Ini membuat Dito prihati, padahal seluruh anggota PSSI dan klub peserta kompetisi berhak mengetahui sejauh mana pengelolaan keuangan dari PSSI. Ironisnya, tambah Dito, PSSI seolah-olah tidak memiliki dana cukup untuk mengelola kompetisi.
“Lucu kan, masak PSSI tidak bisa menyediakan hadiah pembinaan terhadap pemenang Soeratin Cup 2014. Jember United yang menjadi juara tidak menerima hadiah uang pembinaan. Alasannya apa, kenapa PSSI tidak bisa memberikan hadiah itu. Jika ada transparansi, masyakarat bisa memahami dan mengetahui dengan pasti kondisi keuangan PSSI. Tetapi nyatanya transparansi itu tidak dilakukan, sehingga kita tidak tahu apa-apa,” imbuh Dito.
Dito juga mengkritik posisi Djoko Driyono yang merangkap menjadi Sekjen PSSI dan CEO PT Liga Indonesia. “Jabatan yang double seperti ini jadi sulit diawasi, karena satu orang memegang dua kebijakan. Seharusnya ini dirubah. Setiap orang harusnya hanya menjabat satu posisi saja,” terang Dito.

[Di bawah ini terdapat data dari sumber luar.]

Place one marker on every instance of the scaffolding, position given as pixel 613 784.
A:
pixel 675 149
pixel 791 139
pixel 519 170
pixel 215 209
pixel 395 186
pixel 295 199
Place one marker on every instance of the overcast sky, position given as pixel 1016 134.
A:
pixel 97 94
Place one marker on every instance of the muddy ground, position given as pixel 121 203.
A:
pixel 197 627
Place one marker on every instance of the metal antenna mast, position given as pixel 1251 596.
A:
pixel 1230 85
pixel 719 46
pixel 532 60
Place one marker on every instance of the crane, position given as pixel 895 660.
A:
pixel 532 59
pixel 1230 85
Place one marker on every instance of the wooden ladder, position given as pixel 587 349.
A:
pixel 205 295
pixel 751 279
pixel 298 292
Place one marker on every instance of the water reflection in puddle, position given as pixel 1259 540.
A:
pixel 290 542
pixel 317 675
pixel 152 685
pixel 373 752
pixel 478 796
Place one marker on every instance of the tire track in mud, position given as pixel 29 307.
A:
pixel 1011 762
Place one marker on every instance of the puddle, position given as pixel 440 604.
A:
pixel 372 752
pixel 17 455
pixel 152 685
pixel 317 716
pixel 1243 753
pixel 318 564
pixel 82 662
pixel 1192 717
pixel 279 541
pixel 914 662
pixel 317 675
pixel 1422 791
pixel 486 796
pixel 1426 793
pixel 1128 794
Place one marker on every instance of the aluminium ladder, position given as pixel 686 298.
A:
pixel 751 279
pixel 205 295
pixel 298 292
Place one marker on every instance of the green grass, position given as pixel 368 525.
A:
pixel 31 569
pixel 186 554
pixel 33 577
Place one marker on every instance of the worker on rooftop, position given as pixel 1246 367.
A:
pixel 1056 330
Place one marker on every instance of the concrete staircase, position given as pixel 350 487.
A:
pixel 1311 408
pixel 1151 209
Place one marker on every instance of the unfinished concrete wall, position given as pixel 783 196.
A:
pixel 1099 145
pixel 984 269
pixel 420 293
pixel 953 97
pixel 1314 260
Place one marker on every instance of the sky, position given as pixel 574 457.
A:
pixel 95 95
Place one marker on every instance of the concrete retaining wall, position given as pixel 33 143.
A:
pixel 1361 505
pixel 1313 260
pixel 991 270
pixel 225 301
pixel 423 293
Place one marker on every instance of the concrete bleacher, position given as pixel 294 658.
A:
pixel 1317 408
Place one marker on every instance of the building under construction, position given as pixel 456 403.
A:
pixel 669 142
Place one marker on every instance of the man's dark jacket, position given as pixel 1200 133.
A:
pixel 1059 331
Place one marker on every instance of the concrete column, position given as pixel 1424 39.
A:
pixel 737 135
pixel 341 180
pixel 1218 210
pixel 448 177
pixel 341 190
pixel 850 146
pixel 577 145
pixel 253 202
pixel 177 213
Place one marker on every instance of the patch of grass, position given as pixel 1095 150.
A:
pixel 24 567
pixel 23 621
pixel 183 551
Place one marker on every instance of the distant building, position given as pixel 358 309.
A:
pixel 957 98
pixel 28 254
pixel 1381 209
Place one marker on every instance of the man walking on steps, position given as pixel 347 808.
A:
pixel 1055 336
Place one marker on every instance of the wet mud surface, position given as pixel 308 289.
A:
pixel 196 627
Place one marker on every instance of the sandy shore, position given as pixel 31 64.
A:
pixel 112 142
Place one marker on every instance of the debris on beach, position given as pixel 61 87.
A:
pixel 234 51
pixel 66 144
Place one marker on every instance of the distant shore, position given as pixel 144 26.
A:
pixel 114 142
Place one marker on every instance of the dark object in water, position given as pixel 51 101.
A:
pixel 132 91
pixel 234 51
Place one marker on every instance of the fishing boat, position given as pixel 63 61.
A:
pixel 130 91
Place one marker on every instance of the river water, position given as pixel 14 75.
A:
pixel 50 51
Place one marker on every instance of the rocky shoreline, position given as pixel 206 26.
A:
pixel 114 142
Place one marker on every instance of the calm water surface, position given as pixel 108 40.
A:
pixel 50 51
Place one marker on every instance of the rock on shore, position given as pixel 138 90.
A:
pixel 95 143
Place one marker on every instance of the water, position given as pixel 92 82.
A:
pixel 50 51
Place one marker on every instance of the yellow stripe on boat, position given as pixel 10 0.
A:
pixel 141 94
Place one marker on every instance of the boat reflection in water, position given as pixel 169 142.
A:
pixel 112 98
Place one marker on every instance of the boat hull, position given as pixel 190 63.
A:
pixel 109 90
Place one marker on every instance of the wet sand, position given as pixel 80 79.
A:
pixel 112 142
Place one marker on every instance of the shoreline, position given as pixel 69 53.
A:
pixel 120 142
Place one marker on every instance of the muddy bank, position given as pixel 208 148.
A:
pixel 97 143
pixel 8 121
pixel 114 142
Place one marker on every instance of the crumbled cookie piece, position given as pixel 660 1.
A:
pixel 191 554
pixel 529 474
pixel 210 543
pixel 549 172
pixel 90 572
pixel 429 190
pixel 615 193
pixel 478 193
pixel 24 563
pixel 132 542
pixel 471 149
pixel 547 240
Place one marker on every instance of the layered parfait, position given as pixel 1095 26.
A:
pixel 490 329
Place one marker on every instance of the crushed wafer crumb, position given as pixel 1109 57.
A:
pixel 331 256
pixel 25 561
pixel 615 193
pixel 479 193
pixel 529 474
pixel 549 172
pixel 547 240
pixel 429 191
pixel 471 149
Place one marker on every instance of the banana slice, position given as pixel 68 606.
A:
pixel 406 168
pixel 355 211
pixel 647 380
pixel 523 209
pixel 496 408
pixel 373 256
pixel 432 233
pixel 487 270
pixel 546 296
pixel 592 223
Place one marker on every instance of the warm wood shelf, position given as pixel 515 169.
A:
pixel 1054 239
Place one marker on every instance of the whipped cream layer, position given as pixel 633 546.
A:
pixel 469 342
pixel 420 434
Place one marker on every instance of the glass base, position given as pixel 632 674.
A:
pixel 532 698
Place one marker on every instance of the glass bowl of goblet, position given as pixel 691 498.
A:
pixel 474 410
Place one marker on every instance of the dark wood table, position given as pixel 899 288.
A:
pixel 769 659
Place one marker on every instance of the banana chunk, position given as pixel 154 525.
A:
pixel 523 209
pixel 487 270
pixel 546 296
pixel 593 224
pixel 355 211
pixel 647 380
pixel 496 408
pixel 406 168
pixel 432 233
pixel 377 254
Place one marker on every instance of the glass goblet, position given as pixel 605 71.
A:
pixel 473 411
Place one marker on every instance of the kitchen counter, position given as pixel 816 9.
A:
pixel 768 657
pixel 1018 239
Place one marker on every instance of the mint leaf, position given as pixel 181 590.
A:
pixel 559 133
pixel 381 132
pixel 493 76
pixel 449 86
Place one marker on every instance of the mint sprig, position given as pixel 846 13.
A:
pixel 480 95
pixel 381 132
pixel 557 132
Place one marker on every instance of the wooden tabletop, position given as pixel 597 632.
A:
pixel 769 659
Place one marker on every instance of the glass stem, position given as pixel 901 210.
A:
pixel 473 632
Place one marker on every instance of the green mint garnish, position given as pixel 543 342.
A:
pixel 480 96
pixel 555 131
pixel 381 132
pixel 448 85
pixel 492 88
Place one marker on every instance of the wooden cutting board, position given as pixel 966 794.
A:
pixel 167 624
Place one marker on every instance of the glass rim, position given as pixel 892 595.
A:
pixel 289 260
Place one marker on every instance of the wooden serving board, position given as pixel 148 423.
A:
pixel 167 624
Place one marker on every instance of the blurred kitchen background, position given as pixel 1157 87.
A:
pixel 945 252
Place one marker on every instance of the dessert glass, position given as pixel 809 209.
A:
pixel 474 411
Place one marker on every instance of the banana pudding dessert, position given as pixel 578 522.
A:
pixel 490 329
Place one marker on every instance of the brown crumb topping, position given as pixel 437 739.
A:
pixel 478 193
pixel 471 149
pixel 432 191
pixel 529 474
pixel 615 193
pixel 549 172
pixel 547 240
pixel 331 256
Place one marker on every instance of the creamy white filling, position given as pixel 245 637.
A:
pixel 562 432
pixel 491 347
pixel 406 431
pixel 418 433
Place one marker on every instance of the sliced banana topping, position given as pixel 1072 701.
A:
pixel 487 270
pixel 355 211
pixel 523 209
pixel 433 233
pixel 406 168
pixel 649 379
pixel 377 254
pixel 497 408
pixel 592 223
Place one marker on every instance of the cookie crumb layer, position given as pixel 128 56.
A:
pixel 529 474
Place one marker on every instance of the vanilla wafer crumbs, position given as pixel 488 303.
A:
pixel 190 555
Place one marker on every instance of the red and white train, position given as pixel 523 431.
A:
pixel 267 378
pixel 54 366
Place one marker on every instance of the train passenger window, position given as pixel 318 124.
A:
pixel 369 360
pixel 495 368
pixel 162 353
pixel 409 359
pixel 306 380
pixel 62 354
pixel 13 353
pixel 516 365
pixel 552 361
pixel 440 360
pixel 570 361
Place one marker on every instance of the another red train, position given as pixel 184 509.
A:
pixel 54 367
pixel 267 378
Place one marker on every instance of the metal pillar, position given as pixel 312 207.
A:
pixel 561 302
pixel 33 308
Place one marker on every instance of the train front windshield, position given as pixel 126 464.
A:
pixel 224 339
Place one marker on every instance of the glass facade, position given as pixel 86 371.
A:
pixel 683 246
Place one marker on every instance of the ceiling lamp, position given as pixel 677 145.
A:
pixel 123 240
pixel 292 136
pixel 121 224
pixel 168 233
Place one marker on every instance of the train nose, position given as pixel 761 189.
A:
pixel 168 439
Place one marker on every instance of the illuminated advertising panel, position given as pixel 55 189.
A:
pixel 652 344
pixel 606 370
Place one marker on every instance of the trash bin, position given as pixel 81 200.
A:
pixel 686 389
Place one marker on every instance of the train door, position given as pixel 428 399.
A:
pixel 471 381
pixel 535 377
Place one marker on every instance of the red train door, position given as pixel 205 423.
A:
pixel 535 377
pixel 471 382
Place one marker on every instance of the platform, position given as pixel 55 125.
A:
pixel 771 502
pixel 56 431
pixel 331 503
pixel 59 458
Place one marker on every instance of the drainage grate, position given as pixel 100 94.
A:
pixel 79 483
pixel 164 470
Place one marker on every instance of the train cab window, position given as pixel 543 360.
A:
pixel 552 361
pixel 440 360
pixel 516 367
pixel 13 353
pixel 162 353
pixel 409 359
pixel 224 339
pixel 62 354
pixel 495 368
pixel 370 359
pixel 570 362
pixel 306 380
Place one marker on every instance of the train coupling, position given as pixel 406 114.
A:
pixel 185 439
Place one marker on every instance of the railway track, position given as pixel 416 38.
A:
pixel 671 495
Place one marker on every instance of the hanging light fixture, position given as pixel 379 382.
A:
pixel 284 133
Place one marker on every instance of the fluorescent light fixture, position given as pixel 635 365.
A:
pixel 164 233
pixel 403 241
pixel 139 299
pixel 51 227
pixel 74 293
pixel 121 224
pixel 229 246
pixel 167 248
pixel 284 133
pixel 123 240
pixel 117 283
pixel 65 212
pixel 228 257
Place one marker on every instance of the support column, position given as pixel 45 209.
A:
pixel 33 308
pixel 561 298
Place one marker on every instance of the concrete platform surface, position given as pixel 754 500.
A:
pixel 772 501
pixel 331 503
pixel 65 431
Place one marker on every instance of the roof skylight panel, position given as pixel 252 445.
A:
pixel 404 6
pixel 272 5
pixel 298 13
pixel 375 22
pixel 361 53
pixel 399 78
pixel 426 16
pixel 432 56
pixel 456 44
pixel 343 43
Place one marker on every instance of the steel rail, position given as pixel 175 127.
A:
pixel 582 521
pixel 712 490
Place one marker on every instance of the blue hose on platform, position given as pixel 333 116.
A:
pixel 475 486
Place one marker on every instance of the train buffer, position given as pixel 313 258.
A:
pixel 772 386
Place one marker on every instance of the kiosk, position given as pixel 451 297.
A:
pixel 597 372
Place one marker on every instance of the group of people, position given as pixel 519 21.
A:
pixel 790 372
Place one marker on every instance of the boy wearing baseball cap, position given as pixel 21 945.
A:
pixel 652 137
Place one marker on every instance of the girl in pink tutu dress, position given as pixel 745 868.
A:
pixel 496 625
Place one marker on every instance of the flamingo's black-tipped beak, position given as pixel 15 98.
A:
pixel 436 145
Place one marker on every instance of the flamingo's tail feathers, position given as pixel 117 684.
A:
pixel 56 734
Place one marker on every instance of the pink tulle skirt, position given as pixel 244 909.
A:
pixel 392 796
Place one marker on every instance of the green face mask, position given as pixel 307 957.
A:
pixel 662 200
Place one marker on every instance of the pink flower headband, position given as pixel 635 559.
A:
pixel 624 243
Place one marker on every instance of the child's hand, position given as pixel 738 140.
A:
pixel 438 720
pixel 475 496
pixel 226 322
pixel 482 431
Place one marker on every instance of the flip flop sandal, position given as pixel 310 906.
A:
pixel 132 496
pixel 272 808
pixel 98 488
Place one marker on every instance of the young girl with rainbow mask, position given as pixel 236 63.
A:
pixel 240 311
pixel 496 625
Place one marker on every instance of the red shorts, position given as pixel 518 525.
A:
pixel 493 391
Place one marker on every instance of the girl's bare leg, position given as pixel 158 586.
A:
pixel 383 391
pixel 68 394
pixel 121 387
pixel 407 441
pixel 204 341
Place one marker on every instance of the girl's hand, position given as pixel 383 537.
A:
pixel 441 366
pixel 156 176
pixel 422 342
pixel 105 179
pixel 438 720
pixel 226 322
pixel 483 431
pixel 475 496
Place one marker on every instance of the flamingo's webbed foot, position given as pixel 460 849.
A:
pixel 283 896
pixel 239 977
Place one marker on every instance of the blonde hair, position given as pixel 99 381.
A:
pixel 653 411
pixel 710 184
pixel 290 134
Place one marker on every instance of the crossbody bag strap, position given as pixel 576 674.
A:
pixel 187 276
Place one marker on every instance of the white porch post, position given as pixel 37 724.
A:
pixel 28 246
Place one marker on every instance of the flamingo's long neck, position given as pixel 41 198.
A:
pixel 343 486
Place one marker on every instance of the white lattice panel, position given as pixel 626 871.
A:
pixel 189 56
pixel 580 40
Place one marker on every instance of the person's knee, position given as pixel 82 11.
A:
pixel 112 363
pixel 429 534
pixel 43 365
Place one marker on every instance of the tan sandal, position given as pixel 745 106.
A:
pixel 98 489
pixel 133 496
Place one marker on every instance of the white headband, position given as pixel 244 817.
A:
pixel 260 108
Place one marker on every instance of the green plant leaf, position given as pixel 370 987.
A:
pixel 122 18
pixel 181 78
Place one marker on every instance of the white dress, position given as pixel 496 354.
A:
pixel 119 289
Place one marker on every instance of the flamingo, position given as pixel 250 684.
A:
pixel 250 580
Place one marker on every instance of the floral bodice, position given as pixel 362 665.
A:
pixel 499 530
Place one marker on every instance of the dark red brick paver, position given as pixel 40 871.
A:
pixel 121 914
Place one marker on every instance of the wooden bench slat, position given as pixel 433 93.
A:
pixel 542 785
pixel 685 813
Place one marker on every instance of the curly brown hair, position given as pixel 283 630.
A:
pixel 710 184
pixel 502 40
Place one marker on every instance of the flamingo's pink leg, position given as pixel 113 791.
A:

Dito berharap masalah ini dibicarakan dalam Kongres PSSI pada Januari 2015. “Anggota PSSI dan klub memiliki hak untuk mengetahui program apa saja yang dilakukan selama ini. PSSI juga harus menjelaskan dengan rinci pengelolaan keuangan pada kongres nanti. Sehingga tidak ada yang ditutup-tutupi lagi. Ini demi kemajuan manajerial sepak bola kita,” papar Dito.